D’ici à 2050, près de la moitié des enfants du monde vivront sur ce continent », a rappelé Ramou Ndure, Directrice régionale adjointe de l’UNICEF pour l’Afrique de l’Ouest et du Centre.
Cette réalité démographique constitue l’une des plus grandes opportunités de notre époque, mais elle nous confère également une profonde responsabilité. Chaque enfant compte, et chaque enfant doit être compté. Lorsque les enfants sont invisibles dans les données, ils le sont souvent aussi dans les politiques, les budgets et les services.

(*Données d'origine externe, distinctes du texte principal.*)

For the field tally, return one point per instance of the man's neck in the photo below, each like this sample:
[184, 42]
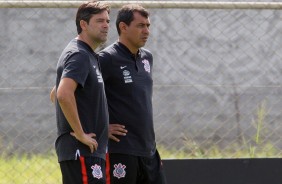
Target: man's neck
[83, 38]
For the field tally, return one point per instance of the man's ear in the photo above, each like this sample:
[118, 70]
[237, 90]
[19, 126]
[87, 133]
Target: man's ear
[83, 24]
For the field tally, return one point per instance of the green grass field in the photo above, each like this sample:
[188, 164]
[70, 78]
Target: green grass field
[42, 169]
[29, 170]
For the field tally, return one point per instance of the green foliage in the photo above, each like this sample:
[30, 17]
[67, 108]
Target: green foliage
[255, 147]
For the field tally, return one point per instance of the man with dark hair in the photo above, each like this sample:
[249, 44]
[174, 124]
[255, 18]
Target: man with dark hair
[127, 72]
[81, 106]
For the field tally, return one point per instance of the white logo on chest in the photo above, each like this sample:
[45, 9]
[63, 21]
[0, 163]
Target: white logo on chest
[147, 66]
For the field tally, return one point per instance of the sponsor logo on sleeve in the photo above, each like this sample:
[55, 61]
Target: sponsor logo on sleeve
[119, 171]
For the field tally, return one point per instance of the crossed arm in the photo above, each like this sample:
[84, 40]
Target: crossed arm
[114, 129]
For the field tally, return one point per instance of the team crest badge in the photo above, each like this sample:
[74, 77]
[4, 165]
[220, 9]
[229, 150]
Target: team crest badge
[96, 171]
[146, 65]
[119, 171]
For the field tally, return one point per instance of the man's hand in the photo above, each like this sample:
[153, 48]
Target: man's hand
[116, 129]
[88, 140]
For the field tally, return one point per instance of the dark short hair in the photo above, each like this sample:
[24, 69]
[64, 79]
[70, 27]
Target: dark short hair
[87, 9]
[126, 14]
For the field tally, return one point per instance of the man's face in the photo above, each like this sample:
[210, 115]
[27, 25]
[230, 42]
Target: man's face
[98, 27]
[138, 32]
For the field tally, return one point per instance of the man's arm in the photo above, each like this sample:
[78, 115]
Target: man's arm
[53, 94]
[66, 99]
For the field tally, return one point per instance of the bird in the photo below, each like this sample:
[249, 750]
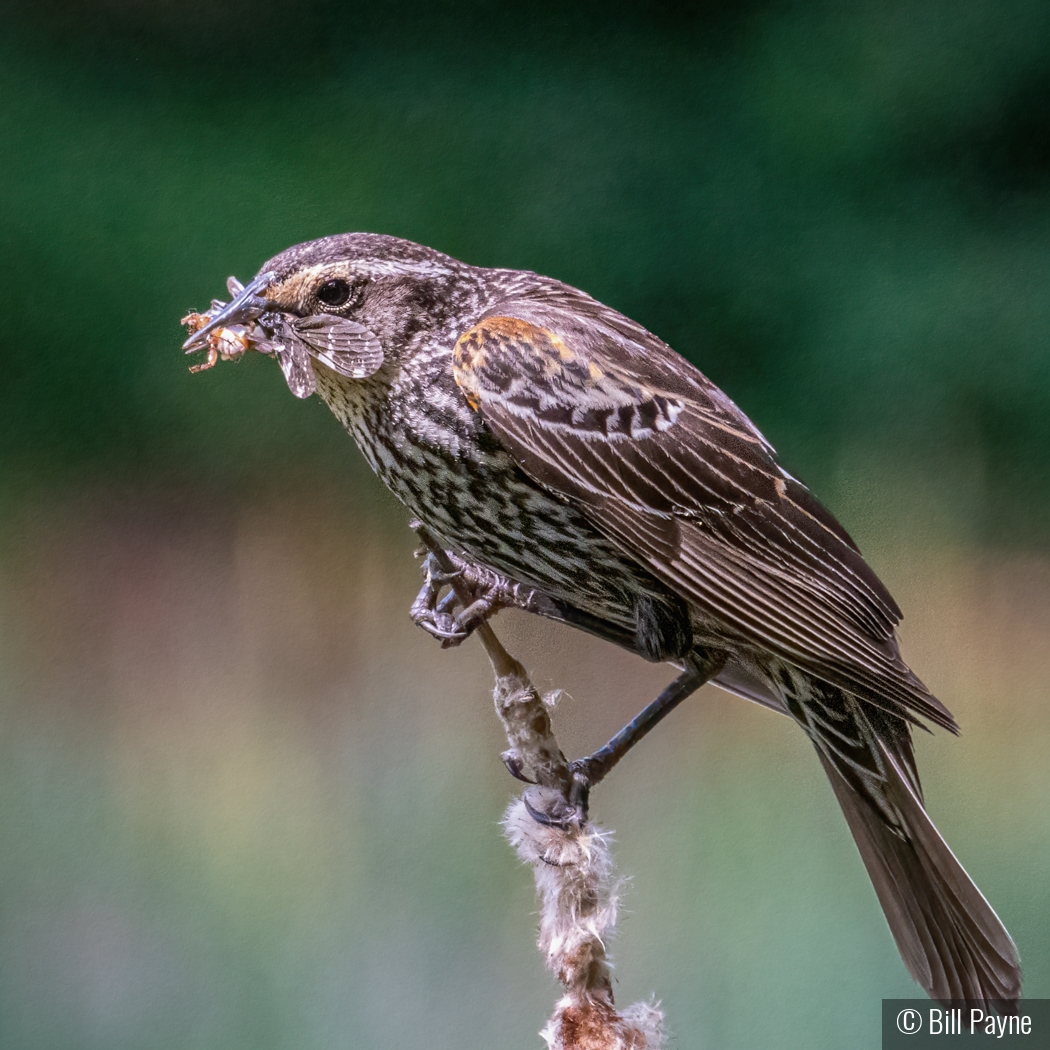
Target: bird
[569, 462]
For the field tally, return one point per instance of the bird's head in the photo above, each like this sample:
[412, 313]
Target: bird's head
[350, 301]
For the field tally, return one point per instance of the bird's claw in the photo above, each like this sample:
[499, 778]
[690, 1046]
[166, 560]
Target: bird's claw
[432, 610]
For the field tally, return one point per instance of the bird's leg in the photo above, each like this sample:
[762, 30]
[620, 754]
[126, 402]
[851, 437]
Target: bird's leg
[587, 772]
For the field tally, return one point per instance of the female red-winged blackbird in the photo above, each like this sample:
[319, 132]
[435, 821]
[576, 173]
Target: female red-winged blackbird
[573, 464]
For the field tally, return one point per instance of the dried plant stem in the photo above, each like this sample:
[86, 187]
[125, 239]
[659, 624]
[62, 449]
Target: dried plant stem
[570, 860]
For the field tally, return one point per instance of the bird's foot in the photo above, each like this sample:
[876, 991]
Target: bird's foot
[435, 609]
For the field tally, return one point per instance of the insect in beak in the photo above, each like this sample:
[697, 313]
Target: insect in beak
[224, 329]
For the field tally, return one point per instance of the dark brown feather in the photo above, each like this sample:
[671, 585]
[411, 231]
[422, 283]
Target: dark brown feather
[680, 479]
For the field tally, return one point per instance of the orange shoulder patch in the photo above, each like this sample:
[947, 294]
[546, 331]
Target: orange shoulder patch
[510, 337]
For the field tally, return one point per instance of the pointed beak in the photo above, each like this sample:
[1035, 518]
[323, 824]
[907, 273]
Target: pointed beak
[247, 305]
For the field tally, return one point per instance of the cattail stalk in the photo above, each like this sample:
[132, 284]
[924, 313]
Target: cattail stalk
[571, 863]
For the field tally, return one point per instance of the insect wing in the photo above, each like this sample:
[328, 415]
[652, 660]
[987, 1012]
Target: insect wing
[342, 345]
[294, 362]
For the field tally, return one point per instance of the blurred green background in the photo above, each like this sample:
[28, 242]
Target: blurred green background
[243, 802]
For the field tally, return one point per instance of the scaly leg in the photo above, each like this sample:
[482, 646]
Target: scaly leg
[590, 771]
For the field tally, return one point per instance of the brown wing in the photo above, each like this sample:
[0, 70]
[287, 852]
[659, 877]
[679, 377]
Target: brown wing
[665, 464]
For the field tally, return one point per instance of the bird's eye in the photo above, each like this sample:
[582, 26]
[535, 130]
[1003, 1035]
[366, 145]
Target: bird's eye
[334, 293]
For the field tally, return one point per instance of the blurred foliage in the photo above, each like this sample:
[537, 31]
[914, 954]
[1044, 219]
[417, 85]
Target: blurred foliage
[841, 212]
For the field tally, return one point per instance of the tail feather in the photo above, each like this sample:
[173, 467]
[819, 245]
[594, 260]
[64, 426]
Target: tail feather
[951, 941]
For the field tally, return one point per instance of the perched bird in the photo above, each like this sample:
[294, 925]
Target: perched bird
[574, 465]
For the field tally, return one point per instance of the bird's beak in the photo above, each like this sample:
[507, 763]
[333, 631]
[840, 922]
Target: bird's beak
[247, 306]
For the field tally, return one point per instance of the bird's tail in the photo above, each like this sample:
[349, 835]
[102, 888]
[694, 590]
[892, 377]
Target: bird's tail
[951, 941]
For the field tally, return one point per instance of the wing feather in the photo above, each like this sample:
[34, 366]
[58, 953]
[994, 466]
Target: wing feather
[602, 413]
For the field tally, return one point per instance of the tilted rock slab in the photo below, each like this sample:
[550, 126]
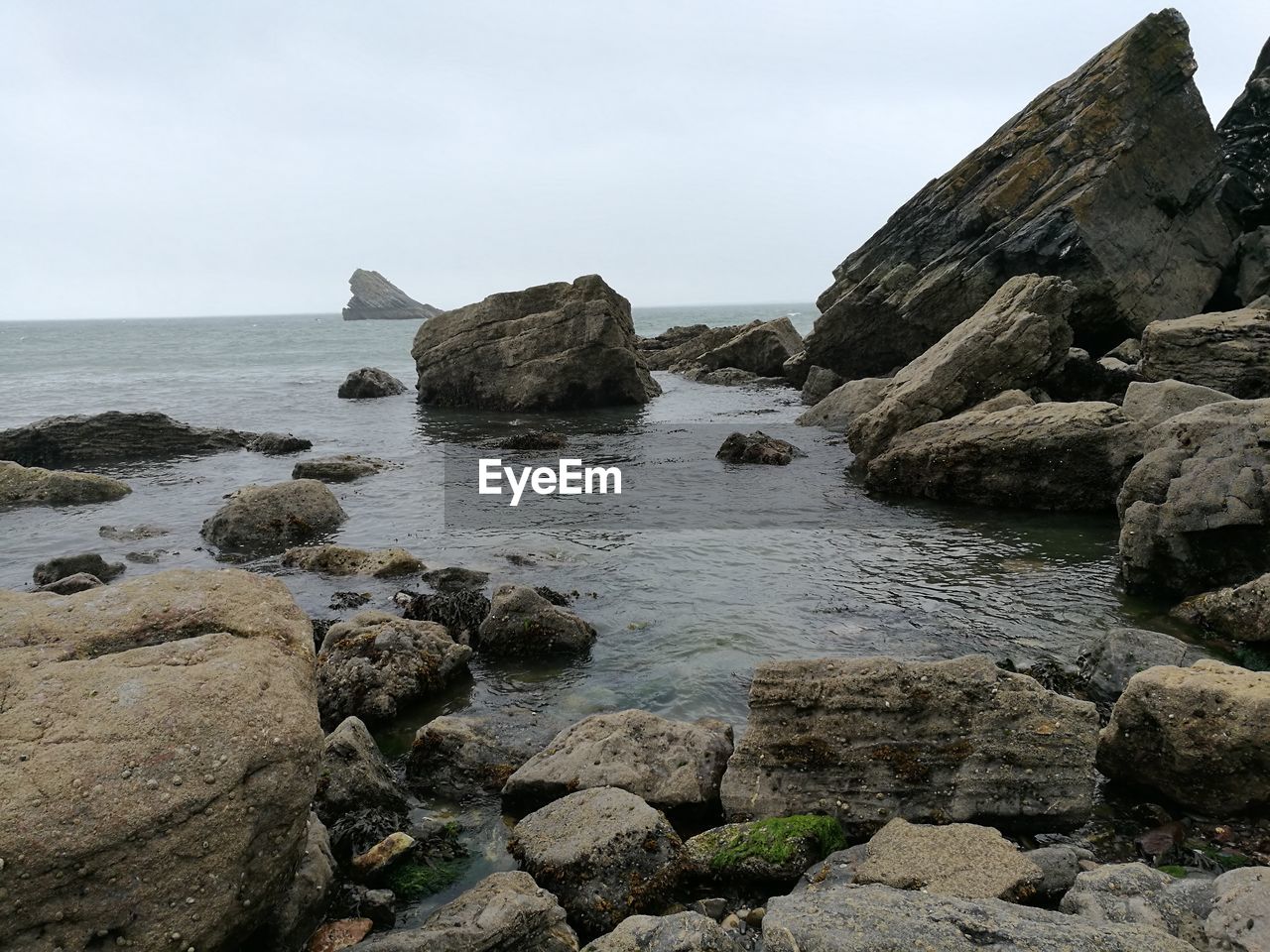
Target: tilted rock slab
[159, 746]
[871, 739]
[1107, 178]
[553, 347]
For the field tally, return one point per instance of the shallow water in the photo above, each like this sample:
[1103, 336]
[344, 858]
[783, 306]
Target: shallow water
[684, 615]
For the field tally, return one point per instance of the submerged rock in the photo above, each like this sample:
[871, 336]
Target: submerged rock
[554, 347]
[375, 298]
[1107, 178]
[73, 440]
[871, 739]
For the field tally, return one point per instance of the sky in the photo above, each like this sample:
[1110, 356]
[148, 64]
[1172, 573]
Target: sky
[167, 159]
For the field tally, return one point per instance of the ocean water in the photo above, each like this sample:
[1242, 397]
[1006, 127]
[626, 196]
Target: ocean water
[684, 613]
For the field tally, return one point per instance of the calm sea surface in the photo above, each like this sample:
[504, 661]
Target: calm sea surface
[684, 616]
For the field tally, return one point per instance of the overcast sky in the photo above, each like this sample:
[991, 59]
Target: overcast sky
[243, 158]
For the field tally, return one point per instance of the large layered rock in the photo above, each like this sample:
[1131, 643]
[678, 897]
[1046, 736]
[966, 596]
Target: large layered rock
[1011, 343]
[375, 298]
[933, 742]
[1199, 735]
[75, 440]
[502, 911]
[1106, 178]
[674, 766]
[32, 485]
[553, 347]
[1228, 352]
[604, 853]
[159, 746]
[1196, 512]
[1039, 456]
[271, 518]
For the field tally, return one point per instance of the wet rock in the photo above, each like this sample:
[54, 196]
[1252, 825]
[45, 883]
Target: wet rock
[757, 447]
[23, 485]
[370, 382]
[273, 517]
[1072, 185]
[871, 739]
[604, 853]
[1238, 613]
[959, 860]
[187, 697]
[376, 298]
[86, 563]
[341, 560]
[1228, 352]
[674, 766]
[554, 347]
[72, 440]
[681, 932]
[761, 350]
[867, 918]
[1046, 456]
[338, 468]
[765, 852]
[521, 622]
[375, 662]
[1119, 654]
[502, 911]
[1017, 338]
[1199, 735]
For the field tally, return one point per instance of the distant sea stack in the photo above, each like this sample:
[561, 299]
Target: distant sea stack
[376, 298]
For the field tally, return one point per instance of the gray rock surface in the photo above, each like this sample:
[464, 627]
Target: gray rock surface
[604, 853]
[554, 347]
[934, 742]
[375, 298]
[273, 517]
[1228, 352]
[1201, 735]
[1107, 178]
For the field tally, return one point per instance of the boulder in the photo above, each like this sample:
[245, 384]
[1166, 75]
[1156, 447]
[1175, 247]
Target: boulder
[343, 560]
[604, 853]
[32, 485]
[934, 742]
[675, 766]
[375, 664]
[1238, 613]
[1228, 352]
[521, 622]
[1196, 512]
[273, 517]
[159, 746]
[73, 440]
[1107, 179]
[1199, 735]
[1119, 654]
[761, 349]
[554, 347]
[506, 910]
[757, 447]
[765, 853]
[1151, 404]
[1044, 456]
[344, 467]
[375, 298]
[681, 932]
[370, 382]
[870, 918]
[959, 860]
[86, 563]
[1011, 343]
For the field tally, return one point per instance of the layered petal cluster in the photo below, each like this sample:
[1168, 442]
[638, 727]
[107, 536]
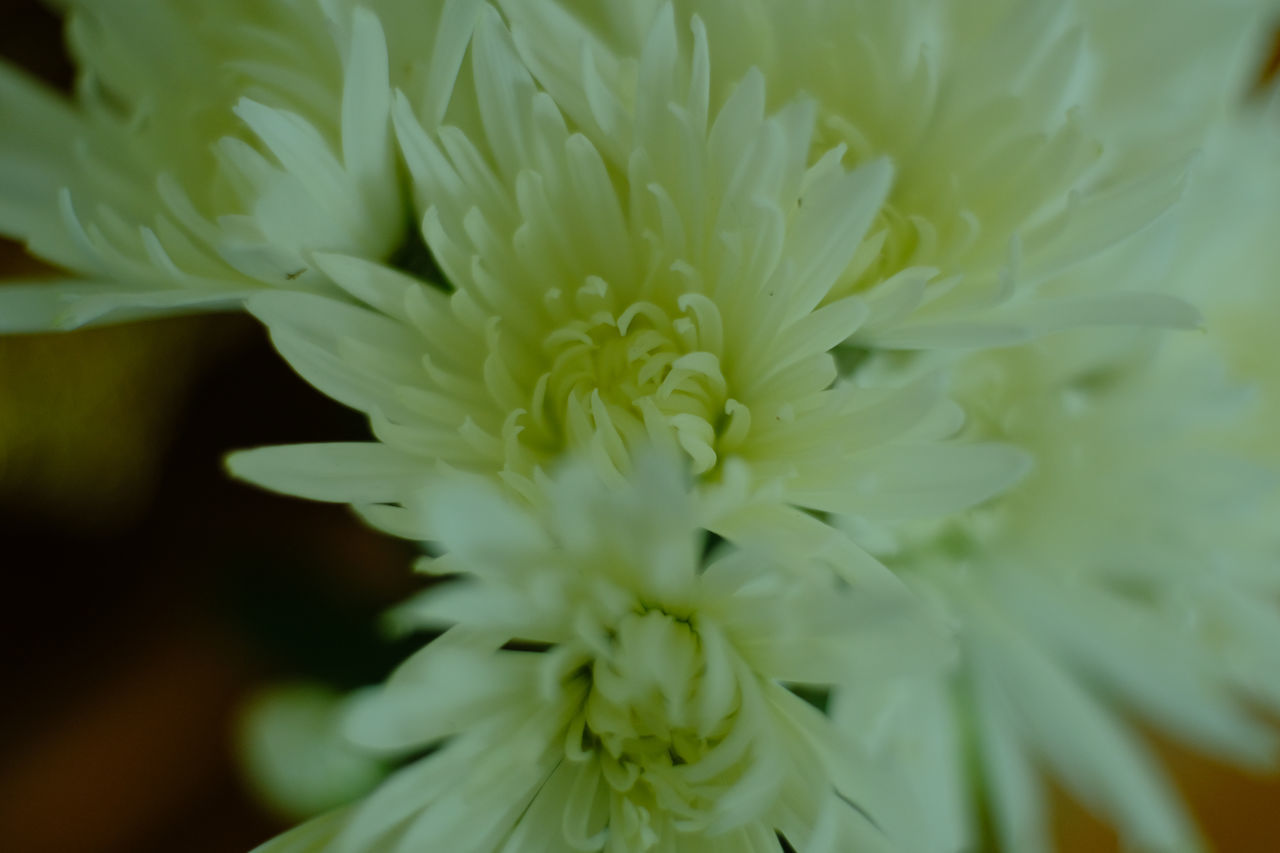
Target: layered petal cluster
[606, 688]
[210, 147]
[1133, 571]
[682, 300]
[999, 118]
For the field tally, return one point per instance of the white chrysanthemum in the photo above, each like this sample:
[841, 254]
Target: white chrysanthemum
[1004, 178]
[682, 301]
[210, 147]
[1134, 570]
[1229, 258]
[653, 714]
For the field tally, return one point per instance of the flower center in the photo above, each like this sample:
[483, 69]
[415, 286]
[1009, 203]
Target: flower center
[615, 377]
[657, 710]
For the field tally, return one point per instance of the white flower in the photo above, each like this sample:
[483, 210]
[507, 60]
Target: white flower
[1136, 569]
[682, 301]
[210, 147]
[995, 114]
[1229, 258]
[652, 712]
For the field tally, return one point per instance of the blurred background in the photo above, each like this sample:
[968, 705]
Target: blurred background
[150, 598]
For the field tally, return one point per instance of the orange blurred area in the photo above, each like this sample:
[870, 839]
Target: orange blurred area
[149, 594]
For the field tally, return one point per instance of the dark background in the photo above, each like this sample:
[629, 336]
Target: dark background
[146, 594]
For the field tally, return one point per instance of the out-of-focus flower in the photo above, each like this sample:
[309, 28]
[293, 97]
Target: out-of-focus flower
[653, 714]
[295, 755]
[684, 301]
[1009, 159]
[210, 147]
[1134, 570]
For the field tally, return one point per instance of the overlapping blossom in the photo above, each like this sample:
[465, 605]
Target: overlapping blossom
[652, 712]
[684, 300]
[1133, 570]
[210, 147]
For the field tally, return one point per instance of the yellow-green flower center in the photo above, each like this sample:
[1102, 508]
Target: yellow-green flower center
[615, 375]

Des lacunes de données qui coûtent cher
Le Forum qui se tient à Yaoundé pointe des manques criants dans plusieurs domaines clés notamment l’accès à la justice, violence, eau et assainissement, migration, handicap, justice climatique, et données sur les enfants en situation de conflits ou d’exclusion. Les chiffres présentés sont alarmants :
– Pauvreté des apprentissages : plus de 90% dans plusieurs pays d’Afrique centrale, de l’Est et de l’Ouest selon Africa’s Children Statistical Compendium 2026.
– Mortalité des moins de 5 ans : de 21 décès/1000 naissances en Afrique du Nord à 94/1000 en Afrique de l’Ouest
– Au niveau mondial : 412 millions d’enfants vivent dans l’extrême pauvreté et 417 millions sont gravement privés dans au moins 2 dimensions du bien-être, d’après la Situation des enfants dans le monde 2025.

Cinq jours pour bâtir des systèmes de données plus solides
Ces assises permettent d’évaluer les progrès, identifier les lacunes et définir des priorités communes sur la violence, l’égalité des genres, les systèmes de données administratives et le renforcement des instituts nationaux de statistique.
L’UNICEF, à travers les enquêtes MICS et son appui aux systèmes nationaux, se positionne comme partenaire de premier plan. L’objectif est de transformer les données probantes en actions concrètes, de l’enregistrement des faits d’état civil aux technologies numériques. « L’UNICEF appelle donc les gouvernements et partenaires à investir dans des systèmes de données modernes, inclusifs et interopérables, capables d’identifier les enfants et les femmes les plus vulnérables, de suivre les progrès et d’accélérer les résultats.
En somme, ce premier Forum africain sur les statistiques de genre et de l’enfant vise à renforcer les systèmes de données et les capacités statistiques pour faire progresser l’égalité des genres, les droits des enfants et le développement inclusif sur l’ensemble du continent.